Some houses, in fact, are just “designed to be disposable, and they are built with only a 20- or 30-year life span,” says Kathleen Brooker, president of Historic Denver Inc. “Just because it was built doesn’t mean it needs to be preserved.”
That doesn’t mean, however, that we should rush to trumpet the advantages of tearing down the old and pedestrian. A bulk of brick ranchers in Denver, for example, “are a good value, they often are a high-caliber design,” she says. “We need to pay attention to them or they will disappear and we will be left with a gaping hole in our architectural continuity.”
The hole would be more Grand Canyon than pinprick.

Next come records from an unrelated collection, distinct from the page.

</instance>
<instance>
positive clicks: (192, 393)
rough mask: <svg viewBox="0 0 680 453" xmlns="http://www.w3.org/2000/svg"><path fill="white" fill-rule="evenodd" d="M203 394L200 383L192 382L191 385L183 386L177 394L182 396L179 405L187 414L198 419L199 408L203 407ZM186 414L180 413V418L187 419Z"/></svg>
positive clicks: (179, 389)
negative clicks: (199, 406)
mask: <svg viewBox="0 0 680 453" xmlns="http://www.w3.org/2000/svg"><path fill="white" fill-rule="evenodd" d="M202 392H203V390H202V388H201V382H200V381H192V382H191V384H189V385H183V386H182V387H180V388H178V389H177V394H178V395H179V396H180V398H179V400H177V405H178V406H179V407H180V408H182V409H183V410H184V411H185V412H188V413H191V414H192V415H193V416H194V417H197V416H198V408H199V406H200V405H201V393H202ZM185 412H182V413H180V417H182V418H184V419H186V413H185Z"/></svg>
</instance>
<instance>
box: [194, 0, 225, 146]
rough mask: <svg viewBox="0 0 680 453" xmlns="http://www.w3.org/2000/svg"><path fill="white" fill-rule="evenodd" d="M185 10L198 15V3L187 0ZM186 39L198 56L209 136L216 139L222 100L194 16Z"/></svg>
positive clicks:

Between the Great Depression and World War II, “there wasn’t a lot of architecture being constructed,” says Hewat. “After the war there was this incredible boom.”
City planners in Boulder now are beginning to study the city’s stock of postwar houses. They will visit Boulder’s postwar neighborhoods, take note of the range and density of architectural styles, and start to figure out how to place into context the city’s many variations on a theme of ranch house.
Traditionally, historians examine architecture based in part on its design and its detail, Hewat says. Victorians have their wrap-around porches and turrets, Craftsman homes have their exposed rafter tails and their decorative beams under the gables.
Modern architecture reveled in flattened roofs and the removal of filigree and decoration. Utilitarianism triumphed. The notion clung to much mass-produced postwar construction, which is “so different,” Hewat says, from that which came before. “A lot of the architecture is in its very stripped-down nature a manifestation of modernism.”
“The architecture that predominates after World War II is for the most part very simple,” he says. “We have to look at it with different eyes.”
Jim Brown, publisher of the ranch-house-celebrating magazine Atomic Ranch, has spent the past year looking with great concentration at America’s postwar ranch houses. He says midcentury architecture “is the next big thing.”
We cherish our 1920s bungalows and turn-of-the-century cottages, and we’ll embrace the postwar buildings too, he says. Philosophically, he says, the urge is the same.
“It’s housing for middle-class people, and it takes 50 years for you to have the perspective that, hey, this is a nice house, it has features in it that are good and better than the new McMansions,” he says. “They’re certainly more modest. They have features that are worthy of preservation.”
The Front Range is no hotbed of classic midcentury modernism – as are Palm Springs and the San Francisco Bay Area – but it contains enough noteworthy houses to send Brown here in June, to photograph ranch houses for the magazine. He’s taking pictures of houses in Denver’s Virginia Village neighborhood and Littleton’s Arapahoe Hills.
Brown, whose livelihood revolves in part around people’s delight in postwar housing, acknowledges that many houses and styles likely will never rise to the level of protected historic treasure.
Englewood’s famous Arapahoe Acres neighborhood, the first postwar subdivision listed as a historic district in the National Register of Historic Places, is thick with stylistic modern ranch houses straight out of a “Jetsons” cartoon. Its status as something special comes as no surprise.
But for every Arapahoe Acres, there are a thousand neighborhoods of three-bedroom brick ranchers with sliding-glass doors leading to a patio, or subdivisions of split-levels with living rooms and kitchens on the ground, bedrooms upstairs, and family rooms downstairs, where windows sit high on a wall and the air feels of a basement.
Will these, suburbia’s stalwarts, ever experience the loving gushings of fans, historians, city planners and the rest of the architecture-obsessed?
“That’s a challenge,” says Brown. “Unless you have a distinctive, original ranch, it’s going to be tough.”